Posted 17 January 2013 - 06:00 PM

Yes.

This thread http://www.essentialbaby.com.au/forums/ind...howtopic=972592 made realise DS had reflux.

And EB was the first place someone suggested I had PND I thought previously I was just a sh*t mum.

#23 baddmammajamma

Posted 17 January 2013 - 06:25 PM

QUOTE (Pooks_ @ 17/01/2013, 07:00 PM) <{POST_SNAPBACK}>
Yes.

This thread http://www.essentialbaby.com.au/forums/ind...howtopic=972592 made realise DS had reflux.


What a great, supportive thread (and big props to Ianthe for getting the "Check with your doctor" ball rolling). Hope your little guy is happier now that you know what the issue is.

#24 twin2

Posted 17 January 2013 - 06:41 PM

I have picked up a few things from EB over the years. I have never posted before but am always reading the ASD threads.

From another member's post I realised why my son was head thumping due to sensory seeking . After reading BMJ;s constant reminders of "if in doubt check it out" I demanded my children's ENT give us a referral for speech despite him being adament at 2.5 they would "catch up" (amoung many other things we have done for the kids in the last few years)
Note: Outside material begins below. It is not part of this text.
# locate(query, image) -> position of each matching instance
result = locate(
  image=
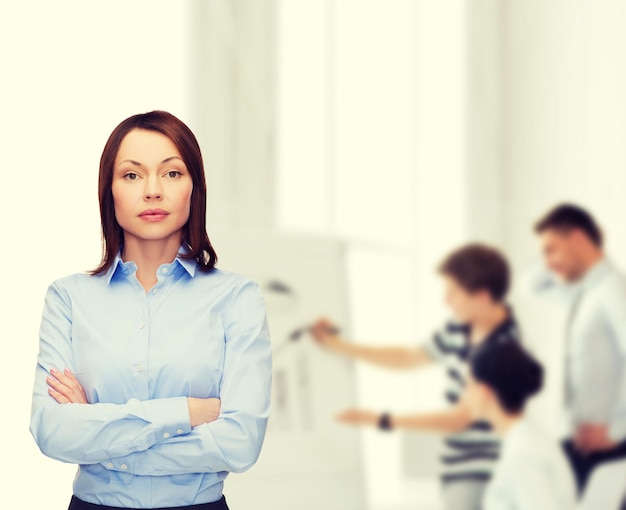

So thank you all for sharing your stories as it has really helped me--BMJ you particuarly have been a life-saver for me and my children



#25 sparassidae

Posted 17 January 2013 - 07:39 PM

I wouldn't have known what a tracheal tug was except for EB. It meant last year when DH called me into DD's room with a "does this look right?" I knew exactly what I was seeing and we rushed her off to the Dr.